How NOT to Fix Workplace Culture

In February I wrote about the reports of sexual harassment at Uber and how CEO Travis Kalanick had created a culture that promoted this sort of behavior. However, I was enthused to hear that high-profile board member Arianna Huffington was stepping in and vowed to make sure that Uber would no longer be at the mercy of “brilliant jerks.”

Sadly, my rejoicing was premature. Huffington told CNN today that she and the head of human resources at Uber had spoken to hundreds of women at the company and they had found only “a few bad apples” but “this is not a systemic problem,” she said.

This is an amazingly shortsighted. Employees who work for bullies are highly unlikely to confide anything in the HR department, which is generally seen as being on the side of management. Nor are they likely to confide in a celebrity whose chief goal is damage control. An independent investigative team should have been called in that could guarantee anonymity for the people with whom they spoke. It’s already been shown that HR failed the young woman who reported her experiences on her personal blog, which went viral.
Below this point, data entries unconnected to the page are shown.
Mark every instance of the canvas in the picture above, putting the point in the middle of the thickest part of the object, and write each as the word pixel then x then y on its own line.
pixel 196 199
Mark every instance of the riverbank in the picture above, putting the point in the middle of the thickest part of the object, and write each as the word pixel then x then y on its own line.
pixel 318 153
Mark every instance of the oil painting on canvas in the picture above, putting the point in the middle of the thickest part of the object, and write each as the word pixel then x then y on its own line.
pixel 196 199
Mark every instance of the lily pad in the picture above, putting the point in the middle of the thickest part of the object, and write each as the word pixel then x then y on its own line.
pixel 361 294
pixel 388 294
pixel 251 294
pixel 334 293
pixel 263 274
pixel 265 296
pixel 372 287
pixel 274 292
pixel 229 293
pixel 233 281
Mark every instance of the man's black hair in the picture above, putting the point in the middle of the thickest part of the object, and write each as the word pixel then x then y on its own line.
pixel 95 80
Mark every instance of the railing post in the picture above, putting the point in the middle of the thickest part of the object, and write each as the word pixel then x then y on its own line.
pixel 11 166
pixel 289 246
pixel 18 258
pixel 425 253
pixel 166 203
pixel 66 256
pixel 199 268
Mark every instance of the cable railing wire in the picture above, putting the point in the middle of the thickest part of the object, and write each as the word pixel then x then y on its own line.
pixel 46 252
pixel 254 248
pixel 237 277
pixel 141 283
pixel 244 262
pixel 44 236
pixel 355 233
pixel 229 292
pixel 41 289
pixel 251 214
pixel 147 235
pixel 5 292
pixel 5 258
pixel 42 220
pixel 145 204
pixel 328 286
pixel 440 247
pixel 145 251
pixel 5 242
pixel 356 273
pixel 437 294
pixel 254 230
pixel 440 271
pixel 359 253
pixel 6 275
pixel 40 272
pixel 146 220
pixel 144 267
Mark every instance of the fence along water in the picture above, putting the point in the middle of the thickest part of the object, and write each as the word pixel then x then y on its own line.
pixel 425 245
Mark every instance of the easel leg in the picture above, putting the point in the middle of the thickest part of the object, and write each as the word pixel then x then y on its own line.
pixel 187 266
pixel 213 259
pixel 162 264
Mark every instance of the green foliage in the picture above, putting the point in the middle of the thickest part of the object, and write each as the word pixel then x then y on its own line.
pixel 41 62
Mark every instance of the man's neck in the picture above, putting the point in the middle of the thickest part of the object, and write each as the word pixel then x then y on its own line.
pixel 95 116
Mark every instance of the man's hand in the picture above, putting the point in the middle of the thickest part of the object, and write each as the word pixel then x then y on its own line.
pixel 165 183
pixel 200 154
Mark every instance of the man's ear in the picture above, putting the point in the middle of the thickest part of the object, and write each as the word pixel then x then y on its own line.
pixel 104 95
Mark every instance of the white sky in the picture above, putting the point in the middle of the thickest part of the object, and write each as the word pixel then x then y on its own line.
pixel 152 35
The fact that Huffington reported all of this on national television brings home how self-serving this report was. Even if, as Huffington indicated, Kalanick has “evolved,” and Uber does hire a chief operating officer to help Kalanick run the company, it is naïve to assume that this would do anything to change behavior is ingrained in the workplace culture.

It is perhaps ironic that this report dropped the day after the sitting president of the United States was proven to be a liar. I would imagine that the employees of Uber are like the rest of America—they have no idea who in power they can trust.